Traffic outside Parkway Elementary School seems to have been slowed to a crawl once and for all.

Dozens of bright-orange, plastic posts have been bolted to the asphalt to narrow the roadway and slow down drivers in the school zone.

The so-called traffic delineators, installed in late March, complement speed humps and a speed reader board that were placed last fall, and represent the culmination of years of complaints from members of the school community who were worried about drivers speeding along Kinney Avenue.

Mark Ludington, who regularly walks his daughter, Jazmyn, to kindergarten at Parkway, said he’s been impressed so far by the traffic-calming measures and cross-walk improvements.

“It’s really nice to have that buffer zone away from traffic, so if (a child) did go a little too far or you get a bunch of people wanting to cross at the same time, it gives a little bit of a safety area,” he said.

“And it totally herds the cars single-file and (drivers) are more focused in between the cones.”

Principal Kelly Jones said he has also noticed motorists seem more attentive.

“In the first week, especially with it being new, I’ve noticed a lot of people slowing down,” he  said.

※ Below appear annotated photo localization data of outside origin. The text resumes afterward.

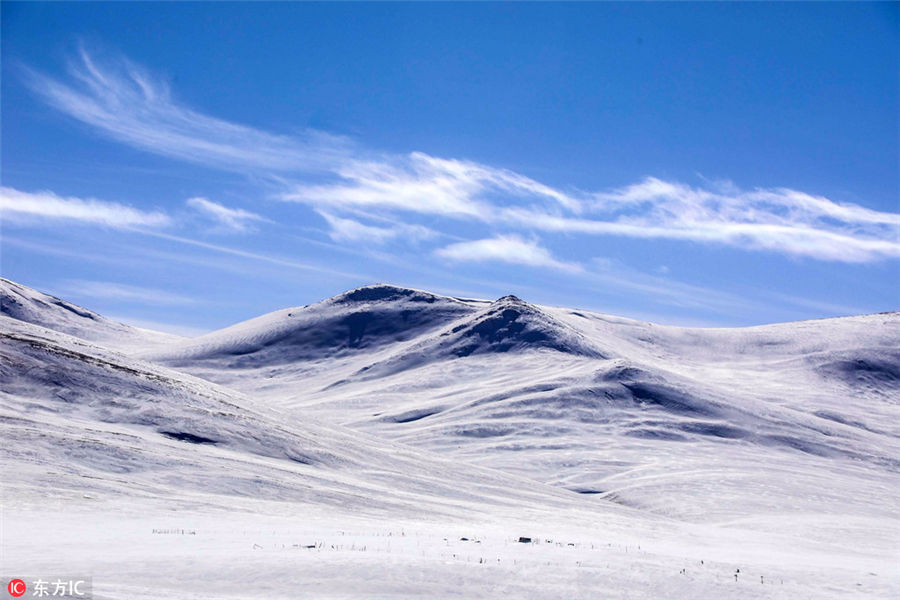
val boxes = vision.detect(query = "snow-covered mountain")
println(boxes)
[145,284,900,526]
[0,277,182,352]
[2,278,898,599]
[341,294,607,380]
[1,313,598,518]
[156,284,482,370]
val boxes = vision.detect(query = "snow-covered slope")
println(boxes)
[148,285,900,531]
[3,278,898,598]
[157,284,479,370]
[0,315,595,518]
[0,277,182,352]
[337,294,606,381]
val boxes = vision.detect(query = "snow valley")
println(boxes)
[1,277,898,599]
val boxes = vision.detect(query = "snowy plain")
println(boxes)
[1,278,898,598]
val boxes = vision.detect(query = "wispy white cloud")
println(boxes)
[293,172,900,261]
[0,186,170,228]
[187,197,266,232]
[435,235,581,272]
[24,44,351,174]
[139,229,366,280]
[285,152,582,220]
[62,279,199,306]
[316,210,436,244]
[575,177,900,262]
[2,188,366,281]
[24,47,900,264]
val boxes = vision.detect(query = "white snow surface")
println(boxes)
[2,280,898,598]
[0,277,182,352]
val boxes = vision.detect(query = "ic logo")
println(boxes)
[7,579,26,597]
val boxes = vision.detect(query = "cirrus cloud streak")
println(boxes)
[187,197,267,232]
[435,235,582,273]
[21,46,900,263]
[1,186,170,228]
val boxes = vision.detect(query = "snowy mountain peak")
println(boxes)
[331,283,449,305]
[493,294,524,304]
[151,283,479,367]
[443,295,605,358]
[339,292,607,381]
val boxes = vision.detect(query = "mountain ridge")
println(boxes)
[0,277,182,352]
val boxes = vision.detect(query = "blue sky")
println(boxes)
[2,2,898,334]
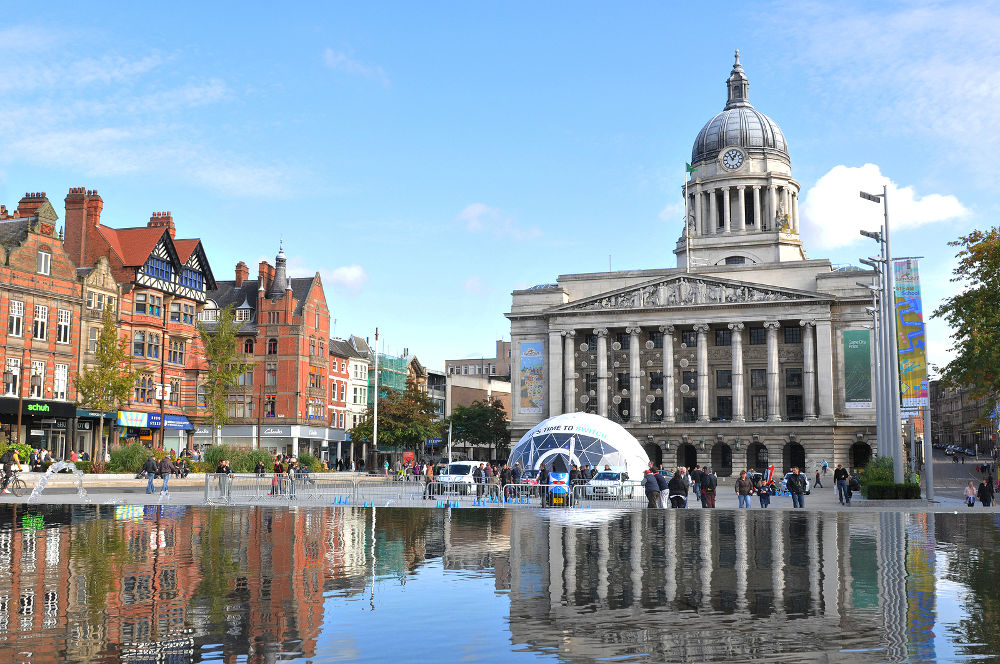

“Even moreso than with the speed humps and speed reader board, so I think it certainly has had a good effect,” he said.

“I think people really have to pay attention when they drive through here now.”

The speed humps and traffic delineators were installed by the City of Penticton, which also helped the school’s parent advisory committee purchase the speed reader board.

Jones said the PAC was “instrumental in meeting with the city and meeting with the community just expressing the need for something.”

The principal said he’s also had conversations with colleagues at other schools who are interested in finding out how they can convince city hall to fund similar improvements at their facilities. City spokeswoman Simone Blais said the final bill for the work at Parkway tallied $24,643, and council has roughly the same amount of money set aside for similar work at other schools.